As we noted last week, Books Around the Corner, Gresham, Ore., has opened in its new space and shifted from being a general-interest bookstore to a genre fiction shop with a year-round Halloween theme. The store will also carry "spooky and bookish" candles, bookmarks, gifts and more. Also on scene is the bookstore cat, six-month-old Spooky.

"This is the dream for me, seeing all this every day," said owner Stephanie Csaszar, who noted that within days of her October 8 reopening, customers showed up who had driven three hours from their Washington home for the Halloween bookstore experience. "They loved it.... I thought opening a bookshop would be a dream come true, but it was actually this Halloween-themed genre fiction bookshop that is the real dream come true." 

In Chicago, the Occult Book Store, which opened on the Near North Side under occultist D.G. Nelson in 1918 with a mission to serve spiritualists, occultists and shamans, recently announced it is expanding to create a permanent sanctuary for the Occult Spiritual Society, Block Club Chicago reported.

Occult's mission is to be a magical and mystical resource, according to the Rev. Bishop Lisa Gruber: "Everyone who's associated with the Occult Bookstore and with the Occult Spiritual Society is a practitioner along the path. If you come in and speak to somebody, you're speaking to somebody who's a co-traveler along the spiritual path." Gruber and the current primary owner, the Rev. Bishop Louvel Delon--who began working at the store as a teenager in the 1980s--are looking for a permanent sanctuary location near Wicker Park.  

On Saturday, the Occult Book Store is hosting an All Hallows' Eve Bonfire, "a night of fire and revelry to celebrate the ancestors and our beloved community," with proceeds going to help fund the new community sanctuary. "We've missed our community through the pandemic and we're excited to hold space with you again," the bookshop noted. 

For obvious reasons, this time of year "is particularly busy for the store as regulars pop in and others visit for the first time, celebrating Halloween and Samhain, a pagan holiday marking the end of harvest season," Block Club Chicago wrote. Customers come in to learn about witchcraft and explore their more spiritual side.

"A lot of times during this time of year, we specifically will have parents come in because their children will be experiencing metaphysical things or having dreams or some sort of activity," Gruber added. "We're a really good resource for those parents, to be able to give good advice or hold space for what their child is experiencing.... No matter who you are, if you come in, you're going to get individualized counsel and attention. It's just what we do. We're very dedicated to the people who walk into our doors, especially when they're coming in from a place of genuinely seeking knowledge and guidance."
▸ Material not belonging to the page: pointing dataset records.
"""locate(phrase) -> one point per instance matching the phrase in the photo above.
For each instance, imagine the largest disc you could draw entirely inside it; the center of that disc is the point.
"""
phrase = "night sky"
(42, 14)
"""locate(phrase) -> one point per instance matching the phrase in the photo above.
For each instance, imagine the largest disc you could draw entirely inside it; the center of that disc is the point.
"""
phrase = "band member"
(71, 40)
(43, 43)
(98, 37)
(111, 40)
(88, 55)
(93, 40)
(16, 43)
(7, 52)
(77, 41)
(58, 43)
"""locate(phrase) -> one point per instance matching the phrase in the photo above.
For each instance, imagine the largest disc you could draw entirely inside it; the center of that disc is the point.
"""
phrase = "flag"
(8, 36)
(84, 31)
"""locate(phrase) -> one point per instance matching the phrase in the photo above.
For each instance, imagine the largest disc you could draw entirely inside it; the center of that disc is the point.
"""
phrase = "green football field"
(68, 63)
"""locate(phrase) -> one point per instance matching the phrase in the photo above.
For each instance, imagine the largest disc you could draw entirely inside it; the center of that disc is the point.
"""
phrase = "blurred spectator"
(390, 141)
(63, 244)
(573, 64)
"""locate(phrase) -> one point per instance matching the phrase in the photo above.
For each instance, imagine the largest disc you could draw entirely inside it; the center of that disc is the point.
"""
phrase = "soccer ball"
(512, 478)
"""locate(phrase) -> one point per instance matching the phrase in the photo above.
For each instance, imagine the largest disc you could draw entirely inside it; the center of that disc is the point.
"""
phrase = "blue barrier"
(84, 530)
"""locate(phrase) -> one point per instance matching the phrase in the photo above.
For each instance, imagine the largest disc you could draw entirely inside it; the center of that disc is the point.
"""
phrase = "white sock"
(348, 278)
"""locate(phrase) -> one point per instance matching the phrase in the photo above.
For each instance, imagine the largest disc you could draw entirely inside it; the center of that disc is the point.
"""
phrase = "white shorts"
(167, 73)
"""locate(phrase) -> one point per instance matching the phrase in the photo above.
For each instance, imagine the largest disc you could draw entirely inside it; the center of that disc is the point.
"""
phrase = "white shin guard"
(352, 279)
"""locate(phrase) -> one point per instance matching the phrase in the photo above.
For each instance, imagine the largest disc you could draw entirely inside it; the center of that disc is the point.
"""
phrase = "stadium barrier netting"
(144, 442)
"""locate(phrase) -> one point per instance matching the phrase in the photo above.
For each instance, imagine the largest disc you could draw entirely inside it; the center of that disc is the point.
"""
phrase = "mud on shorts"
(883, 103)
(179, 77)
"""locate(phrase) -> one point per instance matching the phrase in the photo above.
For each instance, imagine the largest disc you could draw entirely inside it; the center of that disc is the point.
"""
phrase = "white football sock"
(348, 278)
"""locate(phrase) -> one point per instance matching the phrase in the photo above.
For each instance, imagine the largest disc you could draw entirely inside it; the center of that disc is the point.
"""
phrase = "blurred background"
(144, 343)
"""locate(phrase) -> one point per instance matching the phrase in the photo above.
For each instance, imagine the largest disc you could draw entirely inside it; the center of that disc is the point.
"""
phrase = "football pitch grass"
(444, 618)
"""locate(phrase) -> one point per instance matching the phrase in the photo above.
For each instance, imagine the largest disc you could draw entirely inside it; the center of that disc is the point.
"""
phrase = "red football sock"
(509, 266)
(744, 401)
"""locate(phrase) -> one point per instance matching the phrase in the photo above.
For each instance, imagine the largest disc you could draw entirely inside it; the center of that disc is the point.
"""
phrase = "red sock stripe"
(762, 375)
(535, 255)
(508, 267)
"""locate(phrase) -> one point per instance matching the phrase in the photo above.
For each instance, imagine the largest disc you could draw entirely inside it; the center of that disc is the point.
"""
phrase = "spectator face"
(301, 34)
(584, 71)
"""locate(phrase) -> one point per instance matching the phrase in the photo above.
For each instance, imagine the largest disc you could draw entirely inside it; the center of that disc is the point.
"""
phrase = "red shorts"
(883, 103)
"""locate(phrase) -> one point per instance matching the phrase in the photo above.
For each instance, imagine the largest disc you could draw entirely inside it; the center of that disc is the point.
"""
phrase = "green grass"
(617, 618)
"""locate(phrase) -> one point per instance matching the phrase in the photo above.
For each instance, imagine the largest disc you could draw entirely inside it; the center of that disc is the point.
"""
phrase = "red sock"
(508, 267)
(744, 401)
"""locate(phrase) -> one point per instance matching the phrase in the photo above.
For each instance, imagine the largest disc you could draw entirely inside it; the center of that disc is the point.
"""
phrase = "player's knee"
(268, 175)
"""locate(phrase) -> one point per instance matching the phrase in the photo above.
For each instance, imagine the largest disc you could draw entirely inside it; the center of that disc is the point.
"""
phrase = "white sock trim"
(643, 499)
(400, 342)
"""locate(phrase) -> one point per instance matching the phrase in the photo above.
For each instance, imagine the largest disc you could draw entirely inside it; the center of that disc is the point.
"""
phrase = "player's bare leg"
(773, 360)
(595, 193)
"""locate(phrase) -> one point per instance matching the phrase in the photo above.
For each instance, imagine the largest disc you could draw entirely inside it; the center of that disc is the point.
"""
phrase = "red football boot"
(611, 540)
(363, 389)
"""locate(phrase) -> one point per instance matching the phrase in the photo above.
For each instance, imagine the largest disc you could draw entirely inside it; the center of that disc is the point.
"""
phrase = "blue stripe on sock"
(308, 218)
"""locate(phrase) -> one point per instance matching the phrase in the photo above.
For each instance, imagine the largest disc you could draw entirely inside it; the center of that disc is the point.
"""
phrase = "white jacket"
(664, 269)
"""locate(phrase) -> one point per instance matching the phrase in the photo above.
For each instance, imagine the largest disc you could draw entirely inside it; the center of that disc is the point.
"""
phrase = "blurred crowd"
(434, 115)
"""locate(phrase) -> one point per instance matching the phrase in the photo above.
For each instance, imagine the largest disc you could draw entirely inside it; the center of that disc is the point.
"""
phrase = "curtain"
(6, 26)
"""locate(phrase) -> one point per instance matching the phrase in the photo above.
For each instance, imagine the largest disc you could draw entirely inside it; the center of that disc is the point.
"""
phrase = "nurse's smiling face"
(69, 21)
Speaking only as a reader, I believe we're all haunted by the works we've encountered and authors who have possessed us. We are mediums by profession and obsession, channeling the eloquent dead. Halloween seems like our time, too. In Christopher Morley's classic novel The Haunted Bookshop, we learn that the Parnassus at Home bookstore features a "large placard in a frame," which reads, in part:

THIS SHOP IS HAUNTED by the ghosts
Of all great literature, in hosts;
We sell no fakes or trashes.
Lovers of books are welcome here....

We have what you want, though you may not know you want it.
Malnutrition of the reading faculty is a serious thing.
Let us prescribe for you.

As Mr. Roger Mifflin, the proprietor, observes: "My pleasure is to prescribe books for such patients as drop in here and are willing to tell me their symptoms. Some people have let their reading faculties decay so that all I can do is hold a post mortem on them. But most are still open to treatment. There is no one so grateful as the man to whom you have given just the book his soul needed and he never knew it."

It will soon be Halloween, but fear not. You are a reader, and that is powerful magic indeed, even in frightening times.